小さな芽は採らずにおいた。採り尽くしてしまうと、枯れる樹も出てきて群落の勢いが殺がれてしまう。また、手が届かないほどに育った樹の芽も残しておく。シュリンゲを持っているので、幹に引っ掛けて手繰れば採るのは容易い。しかし大きな木の樹頂の芽を残しておくと、枝が広がってたくさんの実が成る。実が成って種をこぼせば、群落も広がる。数年後にはたくさんの新芽が採れる。こうして、森と人のちょうどいい距離感が保たれていると、恵みをいつまでも頂くことが出来るだろう。そういったことがらは、ふるく石器時代から営々と続けてきた、山や自然との関わりから学んだことだ。

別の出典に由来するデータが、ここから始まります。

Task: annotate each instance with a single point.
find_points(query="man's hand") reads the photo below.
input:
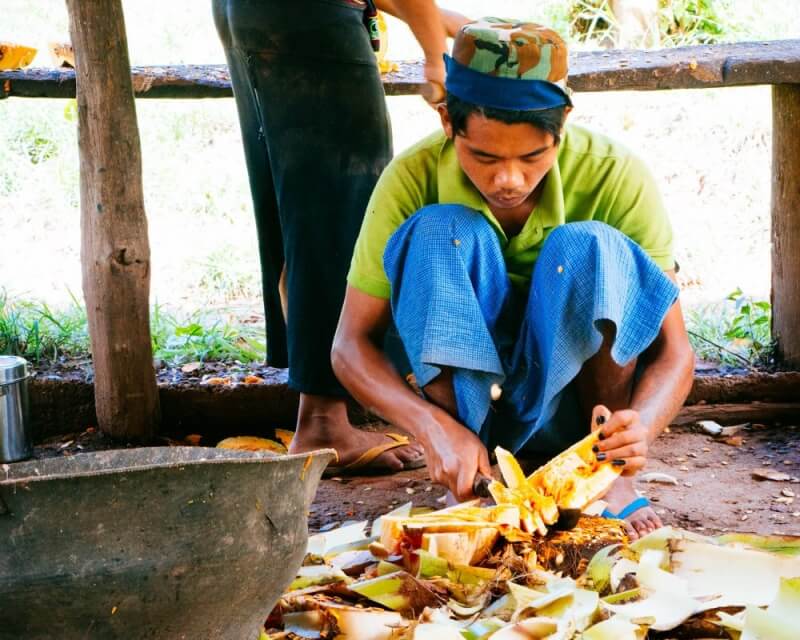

帰りに寄った西の尾根の群落では、すべての芽が採り尽くされていた。手が届かないような太く高い幹は鉈ですぱっと伐られていた。すぐに出てくる二番の芽、枝から延びる芽、そして来年と、ずっと続くはずの恵みを断ち切ってしまっている。まるで焼き畑ナントヤラである。今年のそのときその日だけに得る物のために、来年の恵みなんてどうでも良いのだろう。

「枝を切るのは山の爪切り、間伐するのは山の散髪」

そう教えてくれたのはブッシュクラフトに携わる山友である。わたしは坊主頭だから散髪はバリカンで1ミリに刈るのが流儀だが、山の恵みには当てはまらない。なんだか寂しい気持ちで、里山を後にした。